# Bands Named After Fish



## Westender (Mar 24, 2006)

Every time I'm in the CD store I can't help but notice how many bands name themselves after fish.

I've been thinking I should write them down and build a list, but then I also think that might be seen as somewhat obsessive.

Can anyone add to the list?

Long Fin Killie
Northern Pikes
Fish
Eels
Picasso Trigger


----------



## redclove (Feb 26, 2008)

flipper
.
.
.


----------



## Katalyst (Jul 29, 2007)

Great White
Phish
Soul Fish
Reel Big Fish


----------



## kweenshaker (Mar 11, 2006)

Jellyfish!
Country Joe and the Fish!

And for the record, Eels are awesome


----------



## pat3612 (Jan 29, 2008)

Fish Of Destiny
Dead Fish Cheap
Kiss The Fish


----------



## Janz (Apr 12, 2008)

pat3612 said:


> Fish Of Destiny
> Dead Fish Cheap
> Kiss The Fish


Did u make those up?
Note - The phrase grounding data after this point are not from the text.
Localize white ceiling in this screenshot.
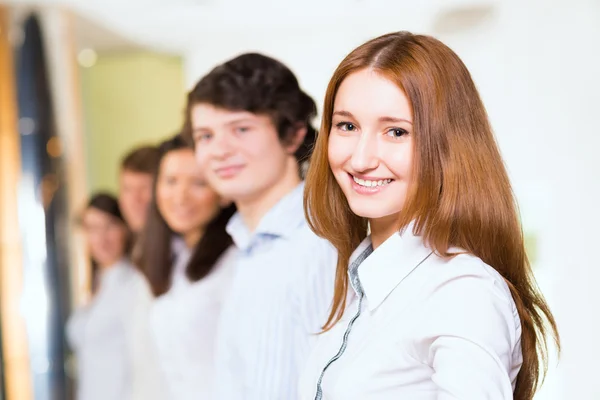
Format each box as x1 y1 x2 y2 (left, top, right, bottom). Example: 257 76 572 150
6 0 499 53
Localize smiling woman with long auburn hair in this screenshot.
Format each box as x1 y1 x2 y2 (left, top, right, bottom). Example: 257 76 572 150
301 31 560 400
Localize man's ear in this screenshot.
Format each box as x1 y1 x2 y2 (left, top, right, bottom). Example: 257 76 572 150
284 124 307 155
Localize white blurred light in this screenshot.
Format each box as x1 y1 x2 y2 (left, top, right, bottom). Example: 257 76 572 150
32 356 50 374
78 48 98 68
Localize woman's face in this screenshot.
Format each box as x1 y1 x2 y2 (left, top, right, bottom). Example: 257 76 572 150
155 148 221 244
82 207 128 267
328 69 415 223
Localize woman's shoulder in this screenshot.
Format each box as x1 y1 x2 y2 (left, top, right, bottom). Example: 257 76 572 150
181 245 238 300
201 245 238 278
217 245 238 267
434 250 511 292
66 304 90 350
114 259 154 298
426 250 520 327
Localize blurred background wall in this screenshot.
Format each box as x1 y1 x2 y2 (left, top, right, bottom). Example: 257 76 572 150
81 52 185 193
0 0 598 398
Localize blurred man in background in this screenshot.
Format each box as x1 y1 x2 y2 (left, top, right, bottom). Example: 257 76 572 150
187 53 337 400
118 145 160 234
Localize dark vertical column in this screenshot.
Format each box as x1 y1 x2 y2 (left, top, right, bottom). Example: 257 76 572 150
14 14 73 400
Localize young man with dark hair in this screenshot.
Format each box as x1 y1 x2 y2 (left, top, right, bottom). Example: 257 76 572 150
118 145 160 234
186 53 336 400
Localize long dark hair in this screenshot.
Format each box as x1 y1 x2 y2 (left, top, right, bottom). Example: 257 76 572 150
135 134 235 296
80 193 130 292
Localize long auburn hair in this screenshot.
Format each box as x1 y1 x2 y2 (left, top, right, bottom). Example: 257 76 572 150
304 31 559 400
135 134 235 296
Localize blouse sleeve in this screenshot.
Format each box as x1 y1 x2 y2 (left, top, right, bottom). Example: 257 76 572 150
415 271 522 400
121 270 167 400
66 306 88 352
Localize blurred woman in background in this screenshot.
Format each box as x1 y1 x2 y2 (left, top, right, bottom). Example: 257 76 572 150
136 134 236 400
67 193 164 400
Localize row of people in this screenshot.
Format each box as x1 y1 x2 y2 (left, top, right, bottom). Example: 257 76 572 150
68 31 560 400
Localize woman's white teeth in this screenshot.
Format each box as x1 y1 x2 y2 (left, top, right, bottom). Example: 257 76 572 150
352 176 392 187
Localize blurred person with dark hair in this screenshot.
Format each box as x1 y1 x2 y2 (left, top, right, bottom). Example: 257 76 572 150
67 193 164 400
135 134 236 399
186 53 336 400
119 145 160 234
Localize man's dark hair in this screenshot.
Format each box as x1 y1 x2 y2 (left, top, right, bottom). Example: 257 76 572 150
184 53 317 164
120 145 160 175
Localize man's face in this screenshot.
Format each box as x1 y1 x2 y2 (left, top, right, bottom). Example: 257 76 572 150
190 104 294 204
118 170 153 233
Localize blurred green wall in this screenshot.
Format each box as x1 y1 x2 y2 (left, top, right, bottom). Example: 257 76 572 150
80 52 186 194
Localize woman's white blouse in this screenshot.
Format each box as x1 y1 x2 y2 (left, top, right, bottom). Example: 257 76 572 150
149 239 237 400
67 259 165 400
299 228 523 400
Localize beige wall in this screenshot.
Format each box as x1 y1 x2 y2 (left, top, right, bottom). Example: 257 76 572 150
81 52 186 194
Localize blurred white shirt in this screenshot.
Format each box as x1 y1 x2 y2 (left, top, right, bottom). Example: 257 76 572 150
67 259 165 400
299 226 523 400
149 237 237 400
214 183 338 400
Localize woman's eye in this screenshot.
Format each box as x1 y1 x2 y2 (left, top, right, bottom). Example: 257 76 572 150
386 128 408 138
336 122 356 132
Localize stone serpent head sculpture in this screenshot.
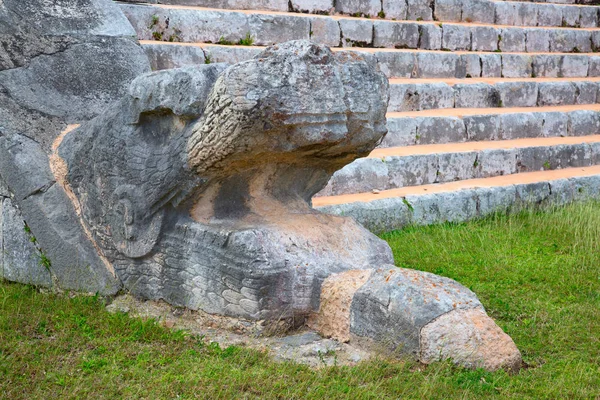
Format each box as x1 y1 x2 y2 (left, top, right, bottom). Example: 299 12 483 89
57 40 392 318
55 40 521 371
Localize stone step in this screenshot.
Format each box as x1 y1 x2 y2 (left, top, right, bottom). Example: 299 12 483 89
318 134 600 196
117 0 600 28
313 165 600 231
388 77 600 112
140 42 600 79
384 104 600 146
120 3 600 53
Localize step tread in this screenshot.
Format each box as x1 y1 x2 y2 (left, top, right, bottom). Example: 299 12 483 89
130 2 600 30
312 165 600 206
389 77 600 85
139 41 600 56
370 134 600 157
387 103 600 118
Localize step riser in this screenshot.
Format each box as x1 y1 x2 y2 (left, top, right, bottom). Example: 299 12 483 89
318 141 600 196
389 81 600 111
315 175 600 232
385 109 600 146
142 43 600 79
118 0 600 28
121 4 600 53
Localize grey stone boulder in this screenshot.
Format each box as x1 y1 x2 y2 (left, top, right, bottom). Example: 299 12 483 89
344 266 522 371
Lol


----------



## pat3612 (Jan 29, 2008)

Janz said:


> Did u make those up? Lol


 Nope they were real bands at one time showing my age here lol


----------



## Westender (Mar 24, 2006)

Angelfish
Octopus Project


----------



## pat3612 (Jan 29, 2008)

Hootie And The Blowfish


----------



## KhuliLoachFan (Mar 8, 2008)

Ace of Bass?


----------



## twoheadedfish (May 10, 2008)

HAHAHAHAHAHAHAHAHAAHAHAHAHAHAHAHAHAAHAHAHAHAHAH

holy hell, you win the thread. that's great.


----------



## shooterKD (Mar 27, 2008)

Blue Oyster Cult, close enough, as they can share an aquarium with fish. And, my puffer eats 'em...

Lungfish is another...


----------



## Westender (Mar 24, 2006)

ha!

good one.


----------



## sawman88 (Sep 29, 2008)

NICE kuli. i think if i had a band i would call it Damasonai it sounds bad ass and know one knows what it means


----------